136 The writer of the Preface to the sixth volume of the Roman edition of 1881 (apparently Fabiani), is jubilant over his discovery of the name of this retracer (“eruditissimi et patientissimi viri,” as he is pleased to call him, p. xviii) in the person of Clement the Monk, who has written his name twice in the book in a scrawl of the fifteenth century. But mere resemblance in the ink is but a lame proof of identity, and Fabiani recognizes some other correctors, whom he designates as B4, posterior to the mischievous “instaurator.”
137 Hug says _none_, but Tischendorf (Cod. Frid.-Aug. Proleg. p. 9) himself detected two in a part that the second scribe had left untouched; and not a very few elsewhere (N. T. Vatican. Proleg. pp. xx, xxi, 1867); though a break often occurs with no stop by either hand. In the much contested passage Rom. ix. 5, Dr. Vance Smith (“Revised Texts and Margins,” p. 84, note), while confidently claiming the stop after σαρκα in Cod. A as _primâ manu_, and noticing the space after the word in Cod. Ephraemi (C), admits that “in the Vatican the originality of the stops may be doubtful.” In the judgement of Fabiani, “vix aliqua primo exscriptori tribuenda” (Praef. N. T. Vat. 1881, p. xviii).

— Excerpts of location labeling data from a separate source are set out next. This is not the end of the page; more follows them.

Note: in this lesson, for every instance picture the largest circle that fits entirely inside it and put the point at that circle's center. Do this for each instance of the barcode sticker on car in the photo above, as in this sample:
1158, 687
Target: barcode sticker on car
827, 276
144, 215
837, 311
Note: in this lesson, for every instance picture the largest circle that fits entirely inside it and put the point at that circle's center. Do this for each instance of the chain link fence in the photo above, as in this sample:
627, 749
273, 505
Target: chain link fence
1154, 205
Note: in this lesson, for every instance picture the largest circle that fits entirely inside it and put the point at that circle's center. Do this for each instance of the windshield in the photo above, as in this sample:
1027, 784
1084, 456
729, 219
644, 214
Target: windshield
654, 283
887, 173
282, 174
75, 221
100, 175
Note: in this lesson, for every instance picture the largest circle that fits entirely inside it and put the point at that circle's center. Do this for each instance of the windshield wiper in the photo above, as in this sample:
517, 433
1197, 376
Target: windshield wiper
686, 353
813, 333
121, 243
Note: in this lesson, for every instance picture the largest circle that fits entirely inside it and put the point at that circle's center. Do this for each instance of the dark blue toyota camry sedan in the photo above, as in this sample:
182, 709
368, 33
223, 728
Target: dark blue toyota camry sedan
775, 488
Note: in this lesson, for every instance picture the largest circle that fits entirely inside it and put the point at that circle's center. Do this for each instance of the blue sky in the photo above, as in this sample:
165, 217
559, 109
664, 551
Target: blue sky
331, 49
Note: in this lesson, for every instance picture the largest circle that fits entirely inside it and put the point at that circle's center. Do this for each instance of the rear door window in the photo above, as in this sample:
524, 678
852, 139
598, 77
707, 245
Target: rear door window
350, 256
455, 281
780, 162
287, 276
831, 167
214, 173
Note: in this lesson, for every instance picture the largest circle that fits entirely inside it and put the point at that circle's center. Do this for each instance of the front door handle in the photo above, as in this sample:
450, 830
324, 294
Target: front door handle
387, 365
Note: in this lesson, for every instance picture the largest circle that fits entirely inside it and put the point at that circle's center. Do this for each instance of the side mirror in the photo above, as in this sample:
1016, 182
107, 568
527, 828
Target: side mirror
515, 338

138 The publication of the Roman edition (1868-81) enables us to add (Abbot, _ubi supra_, p. 193) that the blessings of the twelve patriarchs in Gen. xlix are in separate paragraphs numbered from A to IB, that the twenty-two names of the unclean birds Deut. xiv. 12-18, twenty-five kings in Josh. xii. 10-22, eleven dukes in 1 Chr. i. 51-54, each stand in a separate line. In Cod. א, especially in the New Testament, this arrangement στιχηρῶς is much more frequent than in Cod. B, although the practice is in some measure common to both.
139 The Roman edition (1868-81) also makes known to us that in the Old Testament two columns are left blank between Nehemiah and the Psalms, which could not have been otherwise, inasmuch as the Psalms are written στιχηρῶς with but two columns on a page. Between Tobit and Hosea (which book stands first of the Prophetical writings) a column is very naturally left blank, and two columns at the end of Daniel, with whose prophecy the Old Testament concludes. But these peculiarities obviously bear no analogy to the case of the end of St. Mark’s Gospel.
140 See above, pp. 49-51.
141 The writer of the Preface to the Roman edition (vol. vi. Praef. p. 9, 1881) vainly struggles to maintain the opposite view, because the Cardinal, in his Preface to the Complutensian N. T., speaks about “adhibitis Vaticanis libris,” as if there was but one there.
142 Rulotta’s labours are now printed in Bentleii Critica Sacra by Mr. A. A. Ellis, 1862, pp. 121-154.
143 Thus the correspondence of Codex B with what St. Basil (c. Eunom.